There are numerous ways to record what goes on in the garden through the year; old school notebooks, loose-leaf binders, purposely designed diaries, and even by annotating published gardening books with ones own notes. Indeed one of my most treasured books was published in 1911 and belonged to my grandfather who added copious notes in every margin, together with newspaper cuttings about the latest horticultural research, and advertisements from various mail-order companies selling obscure plants. And for those who have lost the art of using paper and pencil there are numerous computer programs offering templates, and apps for smart phones, some of which are free.
However, my 10-year version is delightfully and practically laid out so that entries are easy to make, and year by year comparisons are under each other on a page. There are separate pages for entering seed-sowing and planting dates which also include harvest dates and yields, plant inventories and plant purchases. There are pages printed with grids for planning one's garden which have proved invaluable for recording such things as underground irrigation pipes. And there are sound tips and ideas on how to grow various crops.

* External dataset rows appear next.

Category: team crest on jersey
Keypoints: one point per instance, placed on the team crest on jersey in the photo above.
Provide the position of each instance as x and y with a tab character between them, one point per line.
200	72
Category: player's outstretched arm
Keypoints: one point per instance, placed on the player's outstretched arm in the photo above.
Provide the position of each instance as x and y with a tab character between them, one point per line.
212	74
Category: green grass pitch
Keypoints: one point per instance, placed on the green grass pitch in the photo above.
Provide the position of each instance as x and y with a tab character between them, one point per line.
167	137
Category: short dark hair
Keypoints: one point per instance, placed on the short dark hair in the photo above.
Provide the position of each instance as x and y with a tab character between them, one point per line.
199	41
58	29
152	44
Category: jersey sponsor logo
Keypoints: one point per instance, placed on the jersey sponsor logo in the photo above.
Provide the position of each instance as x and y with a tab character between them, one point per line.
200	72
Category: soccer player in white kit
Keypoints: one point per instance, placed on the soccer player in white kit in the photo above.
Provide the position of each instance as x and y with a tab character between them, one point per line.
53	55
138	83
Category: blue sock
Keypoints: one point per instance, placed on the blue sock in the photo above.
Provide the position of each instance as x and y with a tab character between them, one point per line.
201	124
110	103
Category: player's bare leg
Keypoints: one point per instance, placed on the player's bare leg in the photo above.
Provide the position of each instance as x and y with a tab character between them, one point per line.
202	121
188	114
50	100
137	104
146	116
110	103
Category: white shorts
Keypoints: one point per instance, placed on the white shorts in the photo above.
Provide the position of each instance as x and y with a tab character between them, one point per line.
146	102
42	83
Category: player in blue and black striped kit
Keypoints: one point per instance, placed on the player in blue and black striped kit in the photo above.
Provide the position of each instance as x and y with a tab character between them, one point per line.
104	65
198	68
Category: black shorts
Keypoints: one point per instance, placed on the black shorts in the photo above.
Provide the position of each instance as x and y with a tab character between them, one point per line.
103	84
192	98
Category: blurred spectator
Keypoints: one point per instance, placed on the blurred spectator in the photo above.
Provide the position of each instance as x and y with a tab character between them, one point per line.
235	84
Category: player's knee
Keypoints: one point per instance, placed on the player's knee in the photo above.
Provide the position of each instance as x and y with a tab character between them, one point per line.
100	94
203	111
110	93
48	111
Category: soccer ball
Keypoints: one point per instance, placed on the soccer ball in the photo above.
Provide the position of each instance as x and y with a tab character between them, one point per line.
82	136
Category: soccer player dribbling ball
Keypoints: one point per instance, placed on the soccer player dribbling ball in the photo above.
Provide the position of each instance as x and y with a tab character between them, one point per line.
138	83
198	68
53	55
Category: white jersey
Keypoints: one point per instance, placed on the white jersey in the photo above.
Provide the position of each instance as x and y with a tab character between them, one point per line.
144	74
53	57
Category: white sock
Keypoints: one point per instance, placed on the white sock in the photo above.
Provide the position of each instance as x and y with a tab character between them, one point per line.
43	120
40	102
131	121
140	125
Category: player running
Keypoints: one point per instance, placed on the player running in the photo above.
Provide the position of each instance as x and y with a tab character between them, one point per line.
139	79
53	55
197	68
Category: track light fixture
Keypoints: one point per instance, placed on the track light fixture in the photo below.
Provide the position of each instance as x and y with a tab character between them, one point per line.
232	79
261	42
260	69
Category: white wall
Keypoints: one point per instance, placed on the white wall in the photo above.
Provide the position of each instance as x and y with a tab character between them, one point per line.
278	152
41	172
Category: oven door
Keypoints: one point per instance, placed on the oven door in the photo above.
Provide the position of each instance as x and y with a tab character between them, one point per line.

Each entry has a weather record with places to record maximum and minimum temperatures, and then just plain lines for the entry. I much prefer this to the types which have lots of headings such as “lawn”, “bulbs”, “flowers”, “fruit” or “greenhouse” on each page because there are many times of year when half the headings are not applicable. The only downside to my version is its substantial size, and that there is no ability to add photographs, so these have to be stored in my computer in a “garden timeline” file. I also have to store plant labels separately.
The first entries in the tome were in the winter of 2010-2011 and for several years I thought that I had made some sort of error since the temperatures and rainfall seemed to be so inconsistent with all the subsequent years which had much warmer temperatures. That is until this year which pretty well matches my earliest entries.
Taking just one day in the year, March 8, my entries show that the blossom on a Santa Rosa plum behaved as follows: 2012 “Well out”, 2013 “several blossoms out”, 2014 “Well out with some unopened buds”, 2015 “Well over”, 2016 “Well over”, 2017 “Buds just showing some white”, 2018 “Nearly out”, and 2019, “No flowers open, buds white”.
It is helpful to set aside a certain time of day to make entries so as to remain consistent. For me I find that just before retiring for the night works well, and I seldom miss a day if I keep to that time.
Just as I have enjoyed reading my grandfather's entries, I hope that someday one of my grandchildren will get pleasure from my efforts.